Surely he's the kind of clean-living, fitness fanatic that life insurers love, right?
Not exactly. It may come as a shock, but Dwayne “The Rock” Johnson is obese. Going by the BMI guidelines, anyway. He's a bemuscled man-mountain, but he's so overweight that many UK life insurers would raise a corporate eyebrow (that's a wrestling reference, now).
The same dynamics play for rugby pros. A bigger Body Mass Index (BMI) might make you harder to knock down, but it’ll likely knock up your life insurance premiums.
What is BMI?
By now you probably know this, but BMI is a simple calculation that uses a person’s weight and height to categorise them as underweight, healthy, overweight or obese. It’s widely agreed that a healthy BMI lies between 18.5 and 24.9. Anything between 25-30 is deemed overweight.
The Rock has a reported BMI of 30.7 - he's technically in the obese category. And many burley rugby players, especially the big lads at the back, are in a similar spot.
It might sound unfair but there's method to it. Years ago, UK life insurers were pretty forgiving on the old BMI. A person could get decent insurance even up to the morbidly obese range of 38. But around a decade ago, BMI was very much en-vogue and insurers started paying closer attention to it as a major determining factor in health.
Post-BMI, insurers started tightening up. An emphasis on BMI meant premiums were likely to rise when they reached the overweight and obese categories.
Bit harsh, no?
Rugby pros, weight lifters, Dwayne Johnson - they might sound like they belong in a special category of their own. On the BMI chart they may be overweight or even obese but they're more muscle than fat and super, super fit. Turns out that’s not the case.
“You might take a life insurance policy out over 30 years,” says Marie Bedding, a 15-year LifeSearcher, “but an insurer will see it as you’re young fit and healthy now, but in 10 years time, are you still going to be?
“Will you still be training, competing and doing the same stuff in the gym? Or is that muscle going to be replaced with podge?”

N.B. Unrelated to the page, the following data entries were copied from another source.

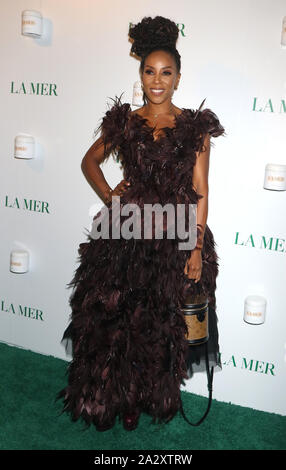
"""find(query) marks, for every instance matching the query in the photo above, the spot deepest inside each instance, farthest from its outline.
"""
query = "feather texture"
(126, 328)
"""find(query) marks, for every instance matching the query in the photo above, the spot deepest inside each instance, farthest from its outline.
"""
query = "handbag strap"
(210, 383)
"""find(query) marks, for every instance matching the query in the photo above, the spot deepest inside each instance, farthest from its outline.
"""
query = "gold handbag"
(195, 309)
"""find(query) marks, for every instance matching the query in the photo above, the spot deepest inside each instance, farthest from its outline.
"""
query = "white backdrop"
(231, 54)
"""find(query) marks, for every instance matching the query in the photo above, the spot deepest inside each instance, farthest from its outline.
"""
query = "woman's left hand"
(193, 266)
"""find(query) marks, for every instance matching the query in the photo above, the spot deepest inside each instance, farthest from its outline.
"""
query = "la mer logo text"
(262, 242)
(267, 106)
(180, 26)
(27, 204)
(42, 89)
(251, 365)
(21, 310)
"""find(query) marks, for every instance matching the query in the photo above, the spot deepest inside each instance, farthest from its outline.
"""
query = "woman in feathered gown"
(128, 333)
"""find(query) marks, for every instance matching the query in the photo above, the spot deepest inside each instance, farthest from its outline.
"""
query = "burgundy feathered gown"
(126, 328)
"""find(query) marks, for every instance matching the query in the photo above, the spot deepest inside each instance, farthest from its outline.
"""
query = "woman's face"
(159, 77)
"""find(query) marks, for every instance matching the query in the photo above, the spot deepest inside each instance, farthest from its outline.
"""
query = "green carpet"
(30, 419)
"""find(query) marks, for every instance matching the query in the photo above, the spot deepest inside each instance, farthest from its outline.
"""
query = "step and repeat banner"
(62, 62)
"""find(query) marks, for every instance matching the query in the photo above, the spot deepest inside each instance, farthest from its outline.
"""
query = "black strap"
(210, 382)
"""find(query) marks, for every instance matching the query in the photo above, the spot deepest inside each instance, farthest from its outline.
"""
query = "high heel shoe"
(130, 420)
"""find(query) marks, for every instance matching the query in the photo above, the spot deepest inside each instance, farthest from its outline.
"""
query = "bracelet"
(200, 237)
(108, 199)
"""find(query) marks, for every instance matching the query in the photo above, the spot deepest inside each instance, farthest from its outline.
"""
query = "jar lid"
(255, 300)
(276, 167)
(25, 138)
(32, 13)
(20, 254)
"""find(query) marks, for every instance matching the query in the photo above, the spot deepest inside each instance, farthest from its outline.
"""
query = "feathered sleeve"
(206, 121)
(112, 127)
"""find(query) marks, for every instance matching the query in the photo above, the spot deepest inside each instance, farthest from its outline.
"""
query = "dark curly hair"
(153, 34)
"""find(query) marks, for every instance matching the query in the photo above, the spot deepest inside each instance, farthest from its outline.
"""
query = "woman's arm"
(201, 185)
(90, 166)
(193, 267)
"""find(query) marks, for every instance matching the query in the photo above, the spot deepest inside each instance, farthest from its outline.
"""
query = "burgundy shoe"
(130, 420)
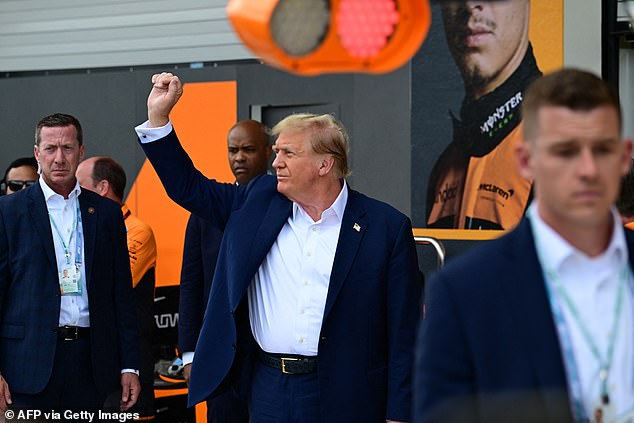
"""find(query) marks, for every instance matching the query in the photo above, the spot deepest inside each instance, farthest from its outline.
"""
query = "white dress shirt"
(73, 308)
(591, 283)
(287, 296)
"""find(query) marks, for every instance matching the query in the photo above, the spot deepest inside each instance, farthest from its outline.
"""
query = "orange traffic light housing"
(310, 37)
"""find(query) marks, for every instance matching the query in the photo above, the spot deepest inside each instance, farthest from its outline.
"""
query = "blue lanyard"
(605, 363)
(75, 226)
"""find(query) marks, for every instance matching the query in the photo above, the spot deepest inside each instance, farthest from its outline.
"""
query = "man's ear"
(326, 164)
(103, 187)
(627, 156)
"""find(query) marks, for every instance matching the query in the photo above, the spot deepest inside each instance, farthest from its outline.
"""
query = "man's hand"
(166, 90)
(187, 370)
(130, 388)
(5, 395)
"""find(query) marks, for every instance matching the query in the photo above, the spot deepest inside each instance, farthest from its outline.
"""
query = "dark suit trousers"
(229, 407)
(279, 398)
(71, 385)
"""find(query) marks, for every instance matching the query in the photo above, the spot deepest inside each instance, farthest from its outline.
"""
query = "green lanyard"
(66, 246)
(605, 363)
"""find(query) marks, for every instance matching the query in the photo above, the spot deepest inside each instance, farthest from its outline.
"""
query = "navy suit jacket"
(30, 297)
(200, 252)
(488, 349)
(367, 334)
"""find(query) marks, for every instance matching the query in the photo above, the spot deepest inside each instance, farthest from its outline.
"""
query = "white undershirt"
(591, 283)
(287, 296)
(73, 308)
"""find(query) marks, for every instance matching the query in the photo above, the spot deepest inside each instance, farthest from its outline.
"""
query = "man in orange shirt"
(107, 178)
(475, 183)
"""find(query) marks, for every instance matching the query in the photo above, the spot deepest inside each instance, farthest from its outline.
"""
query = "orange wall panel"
(202, 119)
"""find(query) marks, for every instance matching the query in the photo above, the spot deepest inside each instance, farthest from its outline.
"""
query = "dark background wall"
(110, 102)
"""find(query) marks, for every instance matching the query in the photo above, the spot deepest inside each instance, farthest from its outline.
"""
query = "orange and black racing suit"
(475, 183)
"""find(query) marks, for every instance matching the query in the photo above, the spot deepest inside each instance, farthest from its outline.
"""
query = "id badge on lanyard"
(70, 273)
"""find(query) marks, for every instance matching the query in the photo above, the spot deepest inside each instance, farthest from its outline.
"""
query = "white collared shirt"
(73, 308)
(592, 283)
(287, 296)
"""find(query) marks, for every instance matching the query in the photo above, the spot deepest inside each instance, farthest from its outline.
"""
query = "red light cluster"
(365, 26)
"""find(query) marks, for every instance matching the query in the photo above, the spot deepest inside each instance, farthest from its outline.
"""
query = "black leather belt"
(290, 365)
(72, 333)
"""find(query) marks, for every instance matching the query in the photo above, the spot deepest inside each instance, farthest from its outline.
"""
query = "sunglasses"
(16, 185)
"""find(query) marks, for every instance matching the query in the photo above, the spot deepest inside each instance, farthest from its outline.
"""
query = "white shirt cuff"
(147, 134)
(188, 358)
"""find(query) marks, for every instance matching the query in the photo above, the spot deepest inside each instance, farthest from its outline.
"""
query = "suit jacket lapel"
(531, 311)
(353, 227)
(40, 219)
(89, 228)
(270, 225)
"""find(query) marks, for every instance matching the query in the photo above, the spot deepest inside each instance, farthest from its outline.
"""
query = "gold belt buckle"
(284, 360)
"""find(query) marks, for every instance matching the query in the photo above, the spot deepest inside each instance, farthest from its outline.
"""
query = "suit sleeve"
(442, 368)
(4, 262)
(403, 295)
(191, 307)
(125, 309)
(186, 186)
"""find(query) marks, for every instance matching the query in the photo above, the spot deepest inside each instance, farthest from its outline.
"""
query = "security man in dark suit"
(67, 321)
(536, 326)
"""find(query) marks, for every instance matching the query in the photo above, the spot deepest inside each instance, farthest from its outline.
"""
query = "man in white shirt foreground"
(316, 291)
(537, 326)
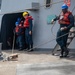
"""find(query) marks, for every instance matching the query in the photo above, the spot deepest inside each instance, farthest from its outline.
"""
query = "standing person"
(66, 21)
(19, 29)
(28, 30)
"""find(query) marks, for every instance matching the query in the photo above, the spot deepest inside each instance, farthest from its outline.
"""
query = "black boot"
(61, 55)
(62, 51)
(31, 48)
(66, 52)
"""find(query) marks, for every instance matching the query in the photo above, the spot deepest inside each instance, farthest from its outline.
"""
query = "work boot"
(61, 55)
(66, 52)
(31, 48)
(62, 51)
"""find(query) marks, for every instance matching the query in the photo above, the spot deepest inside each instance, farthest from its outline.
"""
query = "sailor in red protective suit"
(28, 30)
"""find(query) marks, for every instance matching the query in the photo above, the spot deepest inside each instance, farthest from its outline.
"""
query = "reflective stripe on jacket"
(64, 18)
(26, 22)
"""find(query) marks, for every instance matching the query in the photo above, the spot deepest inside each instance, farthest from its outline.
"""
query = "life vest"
(63, 19)
(26, 22)
(19, 30)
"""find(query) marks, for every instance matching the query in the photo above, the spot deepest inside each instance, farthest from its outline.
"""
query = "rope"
(47, 42)
(33, 8)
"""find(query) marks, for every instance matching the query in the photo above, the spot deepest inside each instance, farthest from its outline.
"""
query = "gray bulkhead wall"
(41, 30)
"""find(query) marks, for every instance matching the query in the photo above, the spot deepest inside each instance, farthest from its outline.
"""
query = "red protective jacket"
(64, 18)
(26, 22)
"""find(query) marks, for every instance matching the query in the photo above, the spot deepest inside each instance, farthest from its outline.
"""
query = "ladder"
(69, 40)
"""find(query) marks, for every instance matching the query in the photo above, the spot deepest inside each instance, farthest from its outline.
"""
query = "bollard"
(0, 49)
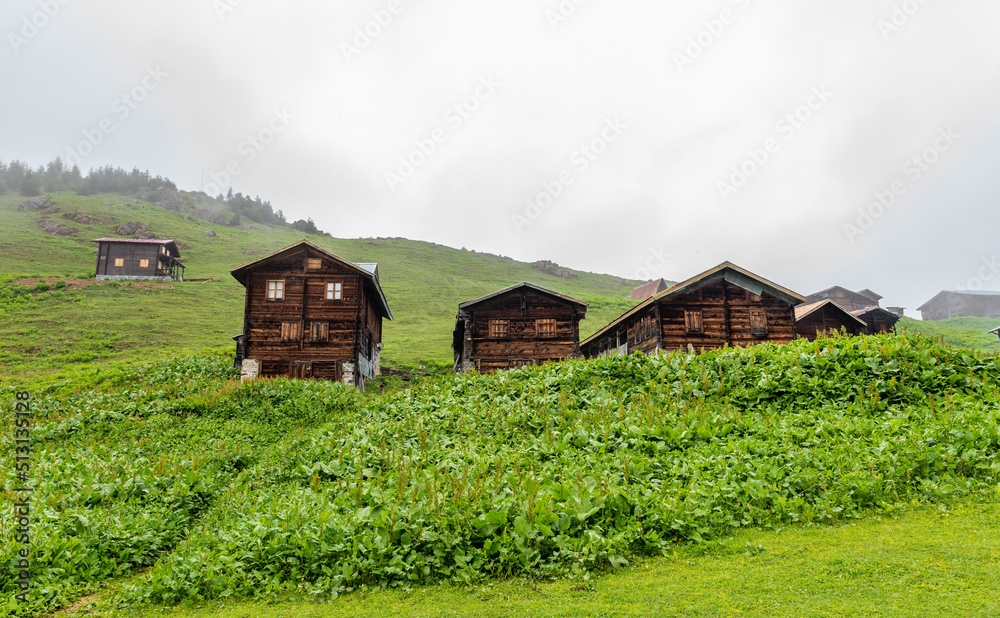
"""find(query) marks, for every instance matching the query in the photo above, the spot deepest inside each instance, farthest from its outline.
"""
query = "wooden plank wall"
(132, 253)
(305, 302)
(725, 310)
(523, 342)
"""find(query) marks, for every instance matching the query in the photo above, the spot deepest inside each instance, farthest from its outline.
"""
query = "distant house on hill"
(814, 319)
(311, 314)
(523, 324)
(878, 320)
(647, 290)
(847, 299)
(723, 306)
(960, 304)
(138, 259)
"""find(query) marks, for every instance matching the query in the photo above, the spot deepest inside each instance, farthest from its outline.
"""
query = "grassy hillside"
(44, 331)
(231, 490)
(972, 333)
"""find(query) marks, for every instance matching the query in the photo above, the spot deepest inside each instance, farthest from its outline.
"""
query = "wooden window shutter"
(693, 321)
(499, 329)
(758, 322)
(290, 332)
(320, 332)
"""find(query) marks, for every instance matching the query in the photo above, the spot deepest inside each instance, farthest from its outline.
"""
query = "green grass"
(173, 483)
(931, 561)
(424, 284)
(972, 333)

Waist size, halfs and wingers
Harsh and black and white as it all sounds, some insurers do make allowances. One, for example, asks for a person's waist size to reconcile a BMI anomaly. With a whopping BMI and a normal waist, it's easy to determine that your mass is muscle and not fat. With that, premiums may come down.
But the logic still holds. Will all that muscle still be there in 10 years, before your policy's even half way in? Most insurers still take this view.
“No one's saying that being a rugby player will definitely cost you,” says Marie, “but the more muscular you are, the harder it’ll be to maintain that tip-top physique for the next 30 years.
“The middle-aged spread can hit like a ton of bricks, especially when your playing days are behind you, so we have to think ahead.
“Scrum Halfs, Fly Halfs and Wingers tend to be leaner, so have a BMI in the healthy zone. For those players, premiums maybe won't be affected. But your props and hookers are likely to be larger, pushing BMI to a range where premiums typically go up.”
The final whistle
Like anyone else, life insurers can’t see into the future either. We can only guess what The Rock will look like in 20 years. But with an A-lister acting career, a team of trainers and enough money to fill a wrestling ring, you can bet your bottom dollar he’ll still look tip-top.
For the rugby players out there who intend to grow old gracefully and enjoy a more normal journey into their middle ages, the pricier premiums might begin to make sense.